Perturbation on Chat initialization
Incident Report for iAdvize (HA)
Postmortem

Between May 16 and May 17, our Call service then our Chat service performance were degraded. We discovered abnormal errors occurring randomly on our servers on calls with our external call provider and an internal API. The same errors occurred on our internal calls and impacted Chats on the following day. An error occurred randomly on requests using an external library. This error was occurring once in a while on web servers, corrupting the cache of that request for that server. On the same day, we were able to track errors using our call provider’s logs and internal logs. We applied a patch to prevent cache corruption on call & chat channels. In order to prevent this from happening again in the future, we have already worked on reinforcing our monitoring on the PHP internal cache system and we have added proactive alerting linked to this stronger monitoring system. After a comprehensive testing of that system for a week, we can confirm that these actions fixed the issues linked to the cache corruption.

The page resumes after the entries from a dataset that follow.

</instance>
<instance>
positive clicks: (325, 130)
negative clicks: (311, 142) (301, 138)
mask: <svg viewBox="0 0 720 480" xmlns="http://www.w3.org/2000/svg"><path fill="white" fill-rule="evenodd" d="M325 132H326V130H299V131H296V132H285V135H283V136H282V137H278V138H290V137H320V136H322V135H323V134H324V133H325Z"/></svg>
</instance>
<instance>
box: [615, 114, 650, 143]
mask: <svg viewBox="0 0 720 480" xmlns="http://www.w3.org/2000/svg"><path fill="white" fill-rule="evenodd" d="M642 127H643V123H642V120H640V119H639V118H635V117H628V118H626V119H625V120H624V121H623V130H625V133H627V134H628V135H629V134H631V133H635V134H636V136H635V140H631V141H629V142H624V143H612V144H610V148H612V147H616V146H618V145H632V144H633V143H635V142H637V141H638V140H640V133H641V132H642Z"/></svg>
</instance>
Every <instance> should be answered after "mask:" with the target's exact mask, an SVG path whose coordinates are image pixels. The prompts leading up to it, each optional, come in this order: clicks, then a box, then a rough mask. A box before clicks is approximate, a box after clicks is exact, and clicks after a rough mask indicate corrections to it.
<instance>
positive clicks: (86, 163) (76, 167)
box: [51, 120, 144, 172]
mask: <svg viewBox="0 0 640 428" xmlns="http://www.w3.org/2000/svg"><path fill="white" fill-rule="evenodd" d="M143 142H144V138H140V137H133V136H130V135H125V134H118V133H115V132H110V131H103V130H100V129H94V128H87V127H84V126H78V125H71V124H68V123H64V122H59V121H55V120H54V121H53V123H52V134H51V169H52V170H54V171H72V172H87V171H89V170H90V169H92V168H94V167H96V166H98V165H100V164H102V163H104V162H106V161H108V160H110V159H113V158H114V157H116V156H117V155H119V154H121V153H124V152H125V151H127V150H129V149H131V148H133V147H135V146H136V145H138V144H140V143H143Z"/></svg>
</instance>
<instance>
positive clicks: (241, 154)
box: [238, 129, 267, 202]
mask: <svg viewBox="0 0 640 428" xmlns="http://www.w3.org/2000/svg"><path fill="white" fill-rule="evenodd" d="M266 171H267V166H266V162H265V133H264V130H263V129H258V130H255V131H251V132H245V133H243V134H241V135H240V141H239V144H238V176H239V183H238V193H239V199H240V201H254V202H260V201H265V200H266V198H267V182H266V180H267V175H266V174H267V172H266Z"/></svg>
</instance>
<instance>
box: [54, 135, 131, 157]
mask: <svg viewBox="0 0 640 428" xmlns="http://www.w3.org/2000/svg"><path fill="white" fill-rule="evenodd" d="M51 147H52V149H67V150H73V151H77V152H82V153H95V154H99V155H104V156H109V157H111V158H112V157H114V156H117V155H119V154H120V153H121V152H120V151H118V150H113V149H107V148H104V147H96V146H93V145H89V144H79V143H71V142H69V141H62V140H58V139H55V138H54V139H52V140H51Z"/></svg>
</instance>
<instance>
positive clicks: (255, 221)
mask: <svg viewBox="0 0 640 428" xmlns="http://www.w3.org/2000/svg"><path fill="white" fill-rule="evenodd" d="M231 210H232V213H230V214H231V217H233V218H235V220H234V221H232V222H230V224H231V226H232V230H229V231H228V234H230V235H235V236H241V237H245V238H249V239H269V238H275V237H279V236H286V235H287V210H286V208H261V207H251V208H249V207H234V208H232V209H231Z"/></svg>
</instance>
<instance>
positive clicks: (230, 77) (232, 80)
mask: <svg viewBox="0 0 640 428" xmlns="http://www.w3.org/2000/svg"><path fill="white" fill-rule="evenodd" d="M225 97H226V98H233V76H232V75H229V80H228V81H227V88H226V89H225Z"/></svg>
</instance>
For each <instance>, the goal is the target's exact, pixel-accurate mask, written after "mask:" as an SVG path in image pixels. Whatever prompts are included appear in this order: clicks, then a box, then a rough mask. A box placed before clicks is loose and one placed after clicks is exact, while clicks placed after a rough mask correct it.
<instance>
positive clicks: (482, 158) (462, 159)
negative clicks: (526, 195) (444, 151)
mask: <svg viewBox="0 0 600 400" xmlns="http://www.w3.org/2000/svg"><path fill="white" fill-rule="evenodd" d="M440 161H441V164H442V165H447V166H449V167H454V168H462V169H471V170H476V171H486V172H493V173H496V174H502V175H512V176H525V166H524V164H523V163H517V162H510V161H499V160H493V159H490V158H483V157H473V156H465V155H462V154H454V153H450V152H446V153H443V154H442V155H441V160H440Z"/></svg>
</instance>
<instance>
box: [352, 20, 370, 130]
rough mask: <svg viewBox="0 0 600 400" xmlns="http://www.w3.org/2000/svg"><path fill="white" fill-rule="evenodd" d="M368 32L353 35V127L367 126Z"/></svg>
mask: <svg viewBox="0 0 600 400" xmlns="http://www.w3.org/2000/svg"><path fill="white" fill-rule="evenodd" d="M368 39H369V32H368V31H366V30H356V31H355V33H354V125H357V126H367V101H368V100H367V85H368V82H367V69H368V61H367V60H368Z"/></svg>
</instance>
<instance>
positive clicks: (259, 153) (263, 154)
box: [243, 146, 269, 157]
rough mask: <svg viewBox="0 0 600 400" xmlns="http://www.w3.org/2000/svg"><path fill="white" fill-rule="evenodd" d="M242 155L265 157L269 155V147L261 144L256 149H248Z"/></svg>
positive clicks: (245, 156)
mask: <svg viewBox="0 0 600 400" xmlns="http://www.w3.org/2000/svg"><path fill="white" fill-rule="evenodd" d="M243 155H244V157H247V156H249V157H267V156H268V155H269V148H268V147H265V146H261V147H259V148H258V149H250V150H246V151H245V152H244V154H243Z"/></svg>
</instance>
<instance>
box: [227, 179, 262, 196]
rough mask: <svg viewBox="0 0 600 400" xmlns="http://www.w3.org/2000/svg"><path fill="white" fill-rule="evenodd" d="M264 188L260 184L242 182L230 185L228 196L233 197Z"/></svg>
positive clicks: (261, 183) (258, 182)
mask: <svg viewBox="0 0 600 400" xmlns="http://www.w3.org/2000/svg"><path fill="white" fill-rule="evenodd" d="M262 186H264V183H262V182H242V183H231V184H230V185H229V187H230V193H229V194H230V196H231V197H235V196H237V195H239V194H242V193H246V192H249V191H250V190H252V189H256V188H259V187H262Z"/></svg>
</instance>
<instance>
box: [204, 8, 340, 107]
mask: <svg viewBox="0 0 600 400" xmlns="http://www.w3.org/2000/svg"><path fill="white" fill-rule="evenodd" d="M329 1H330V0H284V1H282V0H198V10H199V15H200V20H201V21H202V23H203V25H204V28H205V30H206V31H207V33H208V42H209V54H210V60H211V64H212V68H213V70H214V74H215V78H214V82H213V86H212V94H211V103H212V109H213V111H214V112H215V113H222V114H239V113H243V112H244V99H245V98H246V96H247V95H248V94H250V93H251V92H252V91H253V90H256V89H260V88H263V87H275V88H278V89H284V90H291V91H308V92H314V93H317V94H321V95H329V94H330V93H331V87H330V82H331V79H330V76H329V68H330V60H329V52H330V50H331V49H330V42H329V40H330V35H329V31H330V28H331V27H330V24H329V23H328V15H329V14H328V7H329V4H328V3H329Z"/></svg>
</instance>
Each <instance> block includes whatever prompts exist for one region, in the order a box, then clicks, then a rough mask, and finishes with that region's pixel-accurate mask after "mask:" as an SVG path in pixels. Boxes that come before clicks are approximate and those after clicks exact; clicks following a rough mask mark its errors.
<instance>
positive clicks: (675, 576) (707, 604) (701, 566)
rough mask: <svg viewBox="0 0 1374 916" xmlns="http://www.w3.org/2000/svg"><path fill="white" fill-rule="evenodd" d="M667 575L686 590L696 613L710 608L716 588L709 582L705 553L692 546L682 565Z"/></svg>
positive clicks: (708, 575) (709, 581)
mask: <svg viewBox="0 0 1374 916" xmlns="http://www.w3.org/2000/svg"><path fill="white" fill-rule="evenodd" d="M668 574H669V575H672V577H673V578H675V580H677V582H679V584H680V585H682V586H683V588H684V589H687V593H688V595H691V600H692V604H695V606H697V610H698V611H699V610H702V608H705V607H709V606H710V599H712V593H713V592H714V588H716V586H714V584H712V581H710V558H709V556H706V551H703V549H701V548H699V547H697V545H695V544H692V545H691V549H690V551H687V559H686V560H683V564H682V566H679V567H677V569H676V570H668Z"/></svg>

Posted May 30, 2017 - 16:40 CEST

Resolved
Since our last changes yesterday morning, we didn't notice any problem for the past 24 hours.
We consider that the incident can be closed. Our technical team will monitor the activity during this weekend and the following days.
We will also publish a Postmortem in the next days.
Posted May 19, 2017 - 17:22 CEST
Update
We applied several changes this morning.
At this time the chat volume is back to normal. We keep monitoring the activity.
Posted May 18, 2017 - 15:29 CEST
Update
Since our intervention of yesterday evening, the number of chat conversations has significantly increased. The situation is not yet back to normal.
We continue to monitor the activity. In the meantime, our technical team will apply new fixes this morning to stabilize our platform.
We will continue to provide additional updates going forward.
Posted May 18, 2017 - 09:56 CEST
Monitoring
The problem is probably due to a cache corruption. An intervention is currently ongoing to mitigate the consequences. We will then monitor the situation to confirm that it is fixed.
Posted May 17, 2017 - 17:46 CEST
Update
We are still investigating the issue. We will continue to provide additional updates going forward.
Posted May 17, 2017 - 15:31 CEST
Identified
Our technical team has identified the origin of the issue and implemented some logs to get more information.
Logs allowed us to have a better visibility of what's going wrong, and help us to elaborate a fix.
Posted May 17, 2017 - 12:07 CEST
Investigating
We have identified some perturbations on the chat initialization process. When a visitor tries to start a conversation, he can receive an unavailability message in response. You may receive less chats than usually.
Our technical team is currently investigating on this issue.
Posted May 17, 2017 - 10:44 CEST